Adding to the overdue feeling may be the fact that she’s been writing in the public eye since she was a college student and came out with a play controversially involving the work of J.D. Salinger, prompting a cease-and-desist order. She went on to turn out a half-dozen novels, most recently “May We Be Forgiven” (a Big American Novel she’d recommend to the uninitiated), two short-story collections, and a memoir, before returning to Salinger with a book of essays to be titled “These Are My Fathers,” which looks as well at other writers important to her: Edward Albee, Joseph Heller, and especially John Cheever.

The Montauk and East Hampton lives of Albee and Heller bring up something else about “The Safety of Objects”: It was written in Amagansett. Ms. Homes has been coming out this way since the mid-’80s, owns what she called “a tiny house” here, and particularly enjoys holing up, in a writerly way, in the local libraries from Montauk west, with their nooks, crannies, and carrels. The former Rogers Memorial on Job’s Lane in Southampton was a favorite: “Lots of big old wood desks surrounded by books — what’s better than that?”
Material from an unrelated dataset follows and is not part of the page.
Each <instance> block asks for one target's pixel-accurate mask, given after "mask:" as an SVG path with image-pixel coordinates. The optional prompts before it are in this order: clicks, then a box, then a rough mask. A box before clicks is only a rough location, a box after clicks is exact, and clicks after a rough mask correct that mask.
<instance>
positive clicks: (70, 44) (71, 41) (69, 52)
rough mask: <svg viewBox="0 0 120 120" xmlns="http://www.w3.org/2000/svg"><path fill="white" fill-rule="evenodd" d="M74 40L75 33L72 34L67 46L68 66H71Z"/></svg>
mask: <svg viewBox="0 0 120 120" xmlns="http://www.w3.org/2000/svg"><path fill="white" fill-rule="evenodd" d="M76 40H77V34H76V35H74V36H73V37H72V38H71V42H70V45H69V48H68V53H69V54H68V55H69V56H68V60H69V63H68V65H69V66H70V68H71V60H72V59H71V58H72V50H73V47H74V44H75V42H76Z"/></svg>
A sanctuary. The entire South Fork can serve as such. As a city dweller, Ms. Homes was an outside-her-window witness to the defining event of the new century, the attacks of 9/11, which left her feeling as though “the terra firma you took for granted you could no longer take for granted. . . . Now there’s a ratcheting up of a sense that the world is not safe. On the East End, comparatively speaking, it is safe. It’s hard to go out to Louse Point and think the world is coming to an end.”
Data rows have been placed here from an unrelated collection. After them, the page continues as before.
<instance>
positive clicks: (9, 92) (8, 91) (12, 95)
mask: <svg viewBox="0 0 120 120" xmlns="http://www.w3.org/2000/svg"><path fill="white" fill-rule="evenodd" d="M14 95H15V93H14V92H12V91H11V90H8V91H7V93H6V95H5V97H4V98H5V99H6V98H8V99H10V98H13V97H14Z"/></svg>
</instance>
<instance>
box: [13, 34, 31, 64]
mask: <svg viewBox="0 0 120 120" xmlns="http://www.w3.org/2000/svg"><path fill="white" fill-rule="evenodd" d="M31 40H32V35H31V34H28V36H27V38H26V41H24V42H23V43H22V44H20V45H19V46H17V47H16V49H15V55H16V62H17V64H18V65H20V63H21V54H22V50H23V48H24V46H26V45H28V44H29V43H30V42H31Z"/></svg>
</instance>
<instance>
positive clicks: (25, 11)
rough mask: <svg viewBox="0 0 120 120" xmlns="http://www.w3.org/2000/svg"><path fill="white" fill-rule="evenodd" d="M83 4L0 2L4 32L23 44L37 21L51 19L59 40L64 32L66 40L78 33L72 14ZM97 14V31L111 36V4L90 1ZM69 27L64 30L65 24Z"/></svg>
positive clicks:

“I see the Guild Hall award as an essential piece of a place and a time that I value enormously.”

“As a kid,” she continued, “I was not a good kid. But I’ve become this overly enthusiastic do-gooder. It’s like I go out looking for old ladies to help across the street. It’s annoying, I’d imagine.”

She teaches at Princeton and, far from complaining about undergraduates, is energized by all the students “who are the first person in their family to go to college.” Generally, “I try to encourage a kind of creativity and intellectual risk-taking that they’re averse to. They’re more test-takers — they’re smart, but they haven’t lived much yet.”

Of her own education, she said, “I feel like I’ve been very lucky. I’ve had wonderful mentors who helped me when I needed it.”

That could be part of an acceptance speech, but she wasn’t quite sure of Tuesday night’s format, or if she’d be speaking at all. “Maybe I’ll read a Frank O’Hara poem.”